Video-game exclusives can be justified using a variety of reasons. Gamers are, after all, purchasing a specific box made by a single company that promises to be better than other such boxes. Often, video games are developed by first-party studios owned by the platform holder (e.g., you can only play Halo games on an Xbox, because Microsoft owns the intellectual property and at one time owned Bungie, the game’s developer). Third-party developers can cite technical reasons: For Final Fantasy VII on the original PlayStation, the disc-based console offered more storage capacity than the anemic, cartridge-based Nintendo 64.

But as consoles have gained feature parity, exclusives have increasingly come down a straightforward battle for market power. For years, Microsoft shelled out a ton of money to make sure that downloadable add-ons for games like Call of Duty, Fallout 3, and Grand Theft Auto IV hit their platform first. They once paid $50 million to GTA’s publisher to keep downloadable add-ons exclusive to the Xbox.
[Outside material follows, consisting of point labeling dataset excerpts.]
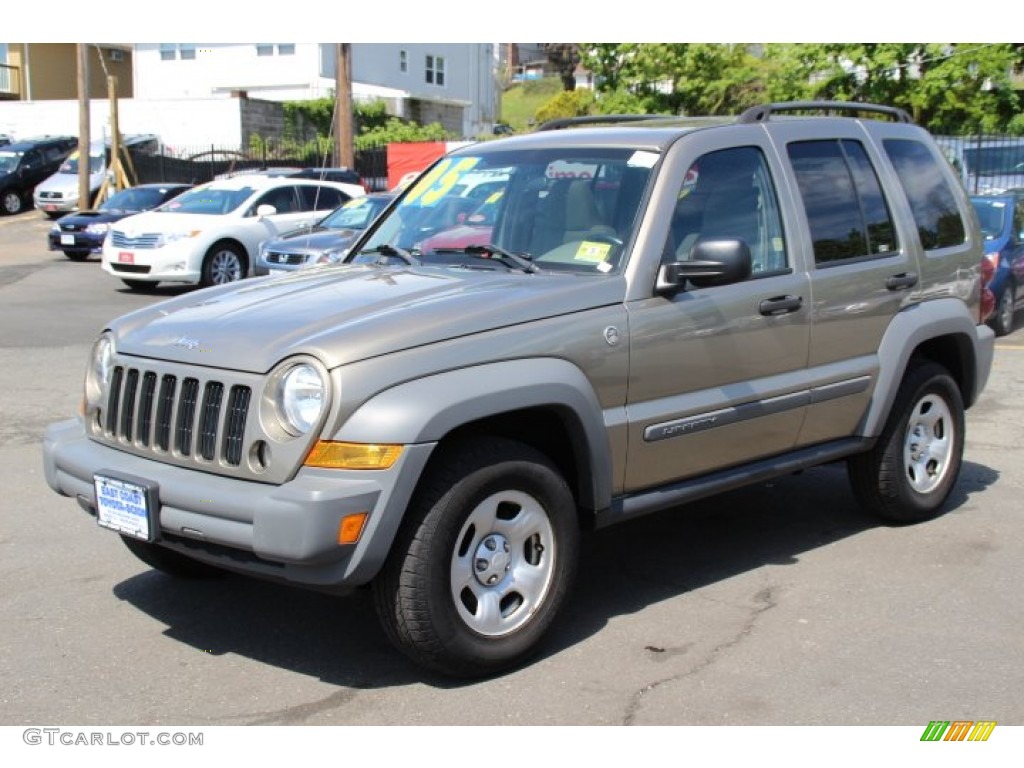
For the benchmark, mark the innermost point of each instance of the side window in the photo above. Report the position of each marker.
(729, 194)
(931, 198)
(283, 199)
(321, 198)
(846, 210)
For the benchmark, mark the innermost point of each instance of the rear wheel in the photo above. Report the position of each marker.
(170, 562)
(912, 468)
(1003, 321)
(484, 561)
(224, 263)
(10, 202)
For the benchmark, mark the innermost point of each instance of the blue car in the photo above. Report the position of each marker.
(1001, 219)
(82, 233)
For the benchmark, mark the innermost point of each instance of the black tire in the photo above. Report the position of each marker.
(10, 202)
(1003, 320)
(224, 262)
(910, 471)
(170, 562)
(458, 551)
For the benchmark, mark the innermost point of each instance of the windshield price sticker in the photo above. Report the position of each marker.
(123, 507)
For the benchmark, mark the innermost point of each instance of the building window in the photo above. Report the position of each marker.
(435, 70)
(171, 51)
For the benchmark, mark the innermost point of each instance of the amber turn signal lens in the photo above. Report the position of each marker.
(351, 527)
(331, 455)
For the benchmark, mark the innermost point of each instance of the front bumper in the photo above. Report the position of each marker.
(287, 532)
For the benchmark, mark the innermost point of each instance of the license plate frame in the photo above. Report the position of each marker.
(127, 505)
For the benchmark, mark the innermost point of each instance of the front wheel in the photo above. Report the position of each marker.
(484, 561)
(224, 263)
(909, 473)
(11, 202)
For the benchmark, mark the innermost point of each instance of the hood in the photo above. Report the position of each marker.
(314, 241)
(343, 313)
(167, 222)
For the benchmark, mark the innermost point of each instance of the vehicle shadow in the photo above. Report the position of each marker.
(623, 570)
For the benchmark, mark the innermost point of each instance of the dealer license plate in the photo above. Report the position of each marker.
(125, 507)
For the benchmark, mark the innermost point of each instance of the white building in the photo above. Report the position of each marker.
(451, 83)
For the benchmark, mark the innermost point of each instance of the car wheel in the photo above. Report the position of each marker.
(11, 202)
(483, 561)
(908, 474)
(170, 562)
(1003, 321)
(224, 263)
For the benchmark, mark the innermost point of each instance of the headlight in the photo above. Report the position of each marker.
(300, 398)
(97, 377)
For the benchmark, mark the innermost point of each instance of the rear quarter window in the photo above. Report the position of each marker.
(932, 201)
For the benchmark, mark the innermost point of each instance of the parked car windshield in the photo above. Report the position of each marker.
(205, 200)
(8, 161)
(71, 165)
(355, 214)
(991, 215)
(566, 209)
(133, 200)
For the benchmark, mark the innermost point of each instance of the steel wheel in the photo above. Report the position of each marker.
(503, 566)
(223, 264)
(928, 445)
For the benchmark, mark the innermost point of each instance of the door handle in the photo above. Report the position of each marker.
(901, 281)
(780, 305)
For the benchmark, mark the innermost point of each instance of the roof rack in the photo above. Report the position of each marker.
(559, 123)
(762, 113)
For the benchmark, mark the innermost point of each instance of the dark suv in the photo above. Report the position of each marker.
(26, 163)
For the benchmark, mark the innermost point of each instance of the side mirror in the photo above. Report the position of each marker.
(714, 262)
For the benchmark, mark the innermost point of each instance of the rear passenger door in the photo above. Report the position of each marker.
(863, 269)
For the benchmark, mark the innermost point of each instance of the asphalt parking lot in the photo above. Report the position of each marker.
(779, 604)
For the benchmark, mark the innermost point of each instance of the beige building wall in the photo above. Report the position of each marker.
(51, 72)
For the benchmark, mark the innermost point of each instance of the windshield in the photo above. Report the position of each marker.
(563, 209)
(212, 202)
(133, 200)
(991, 215)
(355, 214)
(8, 162)
(71, 165)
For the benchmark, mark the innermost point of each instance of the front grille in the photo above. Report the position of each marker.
(293, 259)
(183, 416)
(142, 242)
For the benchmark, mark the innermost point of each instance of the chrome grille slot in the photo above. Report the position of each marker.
(186, 416)
(209, 419)
(238, 409)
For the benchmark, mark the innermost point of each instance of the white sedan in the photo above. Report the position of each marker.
(211, 233)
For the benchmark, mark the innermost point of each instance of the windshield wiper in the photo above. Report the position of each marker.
(387, 250)
(491, 251)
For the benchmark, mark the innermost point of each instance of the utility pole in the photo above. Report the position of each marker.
(83, 127)
(343, 153)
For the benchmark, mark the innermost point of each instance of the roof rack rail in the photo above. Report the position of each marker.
(559, 123)
(762, 113)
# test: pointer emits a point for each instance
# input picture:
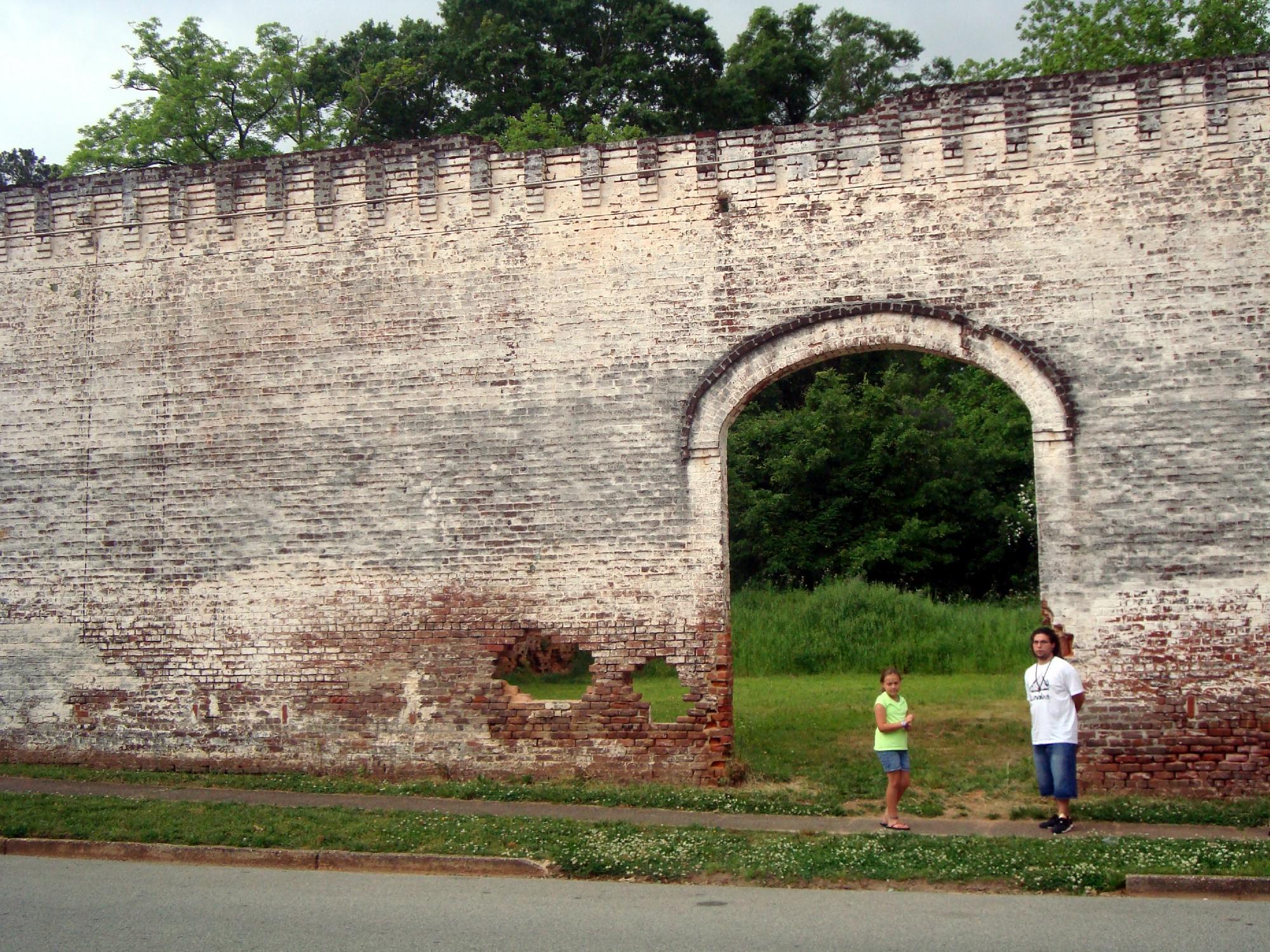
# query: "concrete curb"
(1208, 887)
(324, 860)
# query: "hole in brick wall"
(658, 684)
(545, 668)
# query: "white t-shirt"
(1050, 689)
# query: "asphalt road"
(91, 906)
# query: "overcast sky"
(57, 56)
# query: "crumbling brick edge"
(319, 860)
(1202, 887)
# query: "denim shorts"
(893, 761)
(1056, 770)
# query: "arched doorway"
(838, 332)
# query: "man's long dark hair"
(1053, 639)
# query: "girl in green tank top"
(891, 742)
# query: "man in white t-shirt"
(1056, 695)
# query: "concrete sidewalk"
(618, 814)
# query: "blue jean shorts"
(1056, 770)
(893, 761)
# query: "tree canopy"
(535, 73)
(1070, 36)
(22, 167)
(892, 466)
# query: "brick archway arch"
(834, 332)
(877, 326)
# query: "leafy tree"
(1070, 36)
(22, 167)
(788, 69)
(897, 468)
(389, 84)
(775, 68)
(539, 129)
(648, 63)
(208, 102)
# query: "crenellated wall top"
(957, 134)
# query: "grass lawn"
(582, 850)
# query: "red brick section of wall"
(295, 450)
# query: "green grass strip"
(590, 793)
(582, 850)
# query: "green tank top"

The pitch to gamers was obvious: If you wanted the latest maps and levels, you’d do better to buy the game on one platform over another. Last year, Sony actually wrested control of Call of Duty exclusives away from their rival.

Microsoft and Sony’s tug-of-war is a prime example of how exclusivity drives content economies, but Nintendo has approached things from a different angle. For years, the company has kept its popular characters siloed on its own systems, refusing to produce sure-fire hits like, for instance, mobile games. Mario and Link and Pikachu are properties informally referred to as “system sellers,” gaming’s equivalent of a killer app. But yesterday, Nintendo broke with tradition to announce a new Mario game for iOS. It’s exclusive to Apple’s platform.

The point of exclusives is to lock users into certain platforms — and, to the extent that Apple Music works most seamlessly on an iPhone, into certain devices. Only on PlayStation, only on Tidal, and so on. Lemonade is a Tidal exclusive because Tidal wants more subscribers. 1989 is an Apple exclusive for a similar reason. For the creators, it also provides a guaranteed form of compensation. But the reason why the current trend toward making everything exclusive sticks in consumers’ craw is that it doesn’t have to be this way — and video games aside, historically hasn’t. DVDs work in any DVD player, turntables can belt out audio from any vinyl. That may no longer be the case.

Exclusives are turning into a form of brand-building, a curation that helps Apple appeal to a certain crowd. Mario for the aging millennials, Carpool Karaoke for their moms. A few years ago, the iPhone was a luxury brand whose physical incarnation immediately signalled a person of certain wealth and cachet. Now — just as being a Tidal user or being a PlayStation owner might — the Apple logo will come to signal a certain type of cultural taste as well.